Matt Harbison <matt_harbison@yahoo.com> [Sat, 07 Jan 2017 23:35:35 -0500] rev 30784
help: eliminate duplicate text for revset string patterns
There's no reason to duplicate this so many times, and it's likely an instance
will be missed if support for a new pattern is added and documented. The
stringmatcher is mostly used by revsets, though it is also used for the 'tag'
related templates, and namespace filtering in the journal extension. So maybe
there's a better place to document it. `hg help patterns` seems inappropriate,
because that is all file pattern matching.

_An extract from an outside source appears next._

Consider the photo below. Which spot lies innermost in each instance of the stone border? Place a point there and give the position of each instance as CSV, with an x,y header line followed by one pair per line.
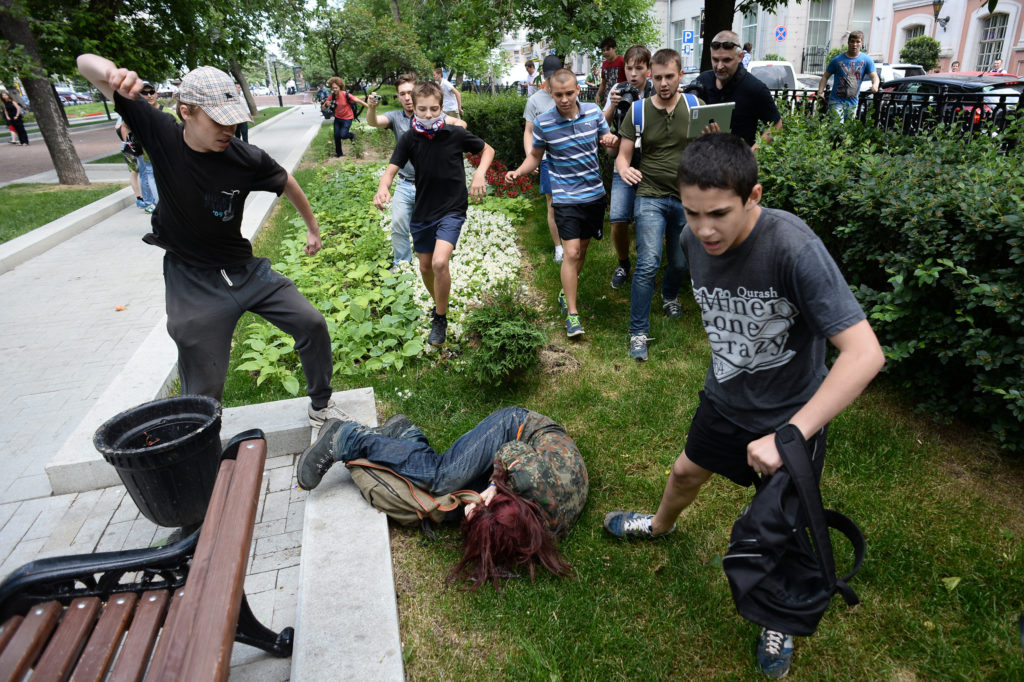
x,y
42,239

While here, indicate how to perform case insensitive regex searches.
Matt Harbison <matt_harbison@yahoo.com> [Sat, 07 Jan 2017 21:26:32 -0500] rev 30783
revset: add regular expression support to 'desc'
This is a case insensitive predicate like 'author', so it conforms to the
existing behavior of performing a case insensitive regex.

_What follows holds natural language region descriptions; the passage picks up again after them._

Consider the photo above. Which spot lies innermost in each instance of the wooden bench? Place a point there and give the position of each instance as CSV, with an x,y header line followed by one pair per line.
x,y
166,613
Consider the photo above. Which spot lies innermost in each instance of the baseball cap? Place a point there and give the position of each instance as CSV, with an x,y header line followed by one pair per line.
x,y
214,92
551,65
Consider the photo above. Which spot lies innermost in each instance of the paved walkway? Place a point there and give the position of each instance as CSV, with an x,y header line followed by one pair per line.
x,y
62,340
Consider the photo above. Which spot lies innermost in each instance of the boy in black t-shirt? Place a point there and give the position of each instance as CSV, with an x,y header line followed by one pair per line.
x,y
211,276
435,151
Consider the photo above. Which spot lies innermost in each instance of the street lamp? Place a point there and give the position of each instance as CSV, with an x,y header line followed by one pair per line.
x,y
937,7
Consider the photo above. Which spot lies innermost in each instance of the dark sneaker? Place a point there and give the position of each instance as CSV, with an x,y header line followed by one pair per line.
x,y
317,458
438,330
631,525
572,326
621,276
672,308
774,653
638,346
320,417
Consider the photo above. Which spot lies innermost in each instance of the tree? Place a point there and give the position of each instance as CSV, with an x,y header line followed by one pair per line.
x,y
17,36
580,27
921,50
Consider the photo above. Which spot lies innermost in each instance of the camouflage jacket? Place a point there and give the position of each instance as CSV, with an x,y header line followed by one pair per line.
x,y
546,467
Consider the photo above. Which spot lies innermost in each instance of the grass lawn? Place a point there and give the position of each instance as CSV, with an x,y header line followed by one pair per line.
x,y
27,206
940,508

Matt Harbison <matt_harbison@yahoo.com> [Wed, 11 Jan 2017 22:42:10 -0500] rev 30782
revset: stop lowercasing the regex pattern for 'author'
It was probably unintentional for regex, as the meaning of some sequences like
\S and \s is actually inverted by changing the case. For backward compatibility
however, the matching is forced to case insensitive.
Gregory Szorc <gregory.szorc@gmail.com> [Thu, 24 Nov 2016 18:45:29 -0800] rev 30781
repair: clean up stale lock file from store backup
Since we did a directory rename on the stores, the source
repository's lock path now references the dest repository's
lock path and the dest repository's lock path now references
a non-existent filename.
So releasing the lock on the source will unlock the dest and
releasing the lock on the dest will no-op because it fails due
to file not found. So we clean up the dest's lock manually.
Gregory Szorc <gregory.szorc@gmail.com> [Thu, 24 Nov 2016 18:34:50 -0800] rev 30780
repair: copy non-revlog store files during upgrade
The store contains more than just revlogs. This patch teaches the
upgrade code to copy regular files as well.
As the test changes demonstrate, the phaseroots file is now copied.